Resets and relearns and vit b injections every couple of months. Will go home next week if tomorrows scan is progressive as all before have been, and be fed 8 hours overnight and experiment with what my body will deal with during the days. So it will be reduced but essentially what I've been experimenting with my whole life.
I'm fed for 16 hours via tube about 2300 cals overnight from 6pm til 10am.
Today they let me have sugared black coffee, they said no milk but I bumped into a cow and one thing led to another and I spent 3 hours drinking a small strong latte so there.
I get a final scan through the big donut downstairs tomorrow I had one this last monday and they are trying new methods out on me. They get me to drink the indicator minutes before the scan which is a new procedure and on monday they asked if I could spin round one revolution on the hydraulic feeding stretcher that glides you through the CT Scanner so the fluid could coat what they wanted to look at and perhaps walk around a little also.

Given that a week earlier I had to be helped on and off my bed and onto the thing and this week they were asking for gymnastics I gave them a wry glance and mentioned I'd worked in circus but even so were they aware of what they were asking?
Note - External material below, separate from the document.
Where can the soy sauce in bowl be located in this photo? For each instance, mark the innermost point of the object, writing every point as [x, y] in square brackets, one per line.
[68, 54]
Negotiated that yes if they lowered the narrow thing I'd give it a shot then I did rotate from back to side to hands and knees then back to back again. I then got to my feet walked the length of the scanning room did a full 360 pirouette on the ball of one foot, returned, lay down and said 'Lets do this thing.'
Bottom line I'm as good as cancer free before even the next poss stage of clean-up chemo and healing well but life will not be the same.
Hoping to write more and make a name for reviewing street fests from the bottom up so to speak being one of the tribe but that's future days.
Grateful for all the wellwishing and support you've all lent. It means everything.